The series does find ways into other wrestlers’ homes, however, providing for the most emotional moments of the six-episode experiment, most notably when Adam Cole’s mother cries into the camera that she just wants her son to make sure he’s looking out for his health. “I was shocked when he said he would do the show, because he’s a very private person,” Baker says about Cole, who is her boyfriend. The show’s production was anything but private, Baker says, describing it as a “lights up all day” operation, to the point that she forgot cameras were following her and at times didn’t know where the film crew was posted up in the arenas AEW travels to each week. “It’s definitely something that takes a second to get used to,” she says. “But I think it will be very eye-opening for a lot of fans.”

Especially when it comes to seeing “how dangerous and how scary” pro wrestling can be, Baker explains. She’s seen it up close with Cole, and those emotional ups and downs to a wrestler’s career were one thing AEW set out to highlight with its new program. “It’s important,” Cole says. “It’s important to my story, and I think it’s important for the fans to be able to see what went down while I was gone.” Camera crews follow Cole to the doctor, to the gym, in the car during emotional discussions with Baker, and even to Christmas with his family. In those moments, All Access does find success in introducing the person behind the character that fans are used to seeing on television each week. 

“I do take a lot of pride in being able to turn it off,” Cole says. “I have always known and understood that when I am ‘Adam Cole,’ whether it’s a good guy or bad guy, I am playing a character. And Austin [his real name] is a completely different person in some ways. Now, the lines have kind of been blurred a little bit, where the similarities are a little closer with my wrestling character, but for years, I would, in my mind when I would play ‘Adam Cole,’ I would say, I want to be and act like a person I would hate to see. Like, when you walk into a room you go, ‘Oh, great, so-and-so is here.’ That’s what I wanted Adam Cole to be, so for me it was never difficult for me to turn it on or off.”

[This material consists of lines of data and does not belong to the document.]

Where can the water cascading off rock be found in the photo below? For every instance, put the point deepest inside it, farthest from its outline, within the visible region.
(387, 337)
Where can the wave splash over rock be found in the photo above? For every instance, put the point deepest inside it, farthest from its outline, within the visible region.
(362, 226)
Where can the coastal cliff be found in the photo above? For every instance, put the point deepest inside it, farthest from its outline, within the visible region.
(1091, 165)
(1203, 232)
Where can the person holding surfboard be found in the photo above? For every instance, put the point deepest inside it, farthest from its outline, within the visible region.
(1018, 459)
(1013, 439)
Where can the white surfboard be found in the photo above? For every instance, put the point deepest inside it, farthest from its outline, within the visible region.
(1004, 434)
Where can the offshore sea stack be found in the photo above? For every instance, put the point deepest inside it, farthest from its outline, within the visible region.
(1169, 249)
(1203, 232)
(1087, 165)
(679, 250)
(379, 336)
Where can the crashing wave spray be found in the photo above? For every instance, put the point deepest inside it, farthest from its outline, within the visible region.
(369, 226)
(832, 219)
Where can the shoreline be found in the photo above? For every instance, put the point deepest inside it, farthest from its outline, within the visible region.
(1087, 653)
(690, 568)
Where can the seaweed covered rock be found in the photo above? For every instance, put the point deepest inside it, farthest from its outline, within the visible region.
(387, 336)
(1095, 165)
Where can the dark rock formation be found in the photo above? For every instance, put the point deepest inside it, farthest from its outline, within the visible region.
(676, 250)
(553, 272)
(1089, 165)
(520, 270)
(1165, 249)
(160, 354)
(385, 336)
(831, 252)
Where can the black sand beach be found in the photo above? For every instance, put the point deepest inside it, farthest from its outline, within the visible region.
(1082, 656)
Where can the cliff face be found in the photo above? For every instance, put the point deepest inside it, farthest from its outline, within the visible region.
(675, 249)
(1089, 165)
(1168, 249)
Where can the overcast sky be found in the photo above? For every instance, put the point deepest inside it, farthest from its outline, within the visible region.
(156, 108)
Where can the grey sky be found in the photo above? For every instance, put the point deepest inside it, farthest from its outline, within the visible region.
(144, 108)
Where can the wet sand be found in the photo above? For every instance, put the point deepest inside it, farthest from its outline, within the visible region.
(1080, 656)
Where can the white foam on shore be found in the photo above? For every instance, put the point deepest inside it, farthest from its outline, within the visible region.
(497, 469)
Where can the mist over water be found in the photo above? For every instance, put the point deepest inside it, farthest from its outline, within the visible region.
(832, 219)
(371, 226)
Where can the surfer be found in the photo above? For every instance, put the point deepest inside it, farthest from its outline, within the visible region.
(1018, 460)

AEW co-owner Tony Khan wants the show to “build greater affinity” between the fans and their favorite wrestlers. He hopes the series can “strike a balance regarding the right amount of access without destroying the mystique of certain larger-than-life personalities.” 

For the wrestlers themselves, it’s an opportunity to let the foot off the gas a little bit and become humanized. “It gives talent and the fans a chance to get to know these people a little bit more on a deeper level,” Cole says. “Pro wrestling is fascinating. There is no job on the planet like it. So to have the chance to show them more of what we do every day is a positive in my book.”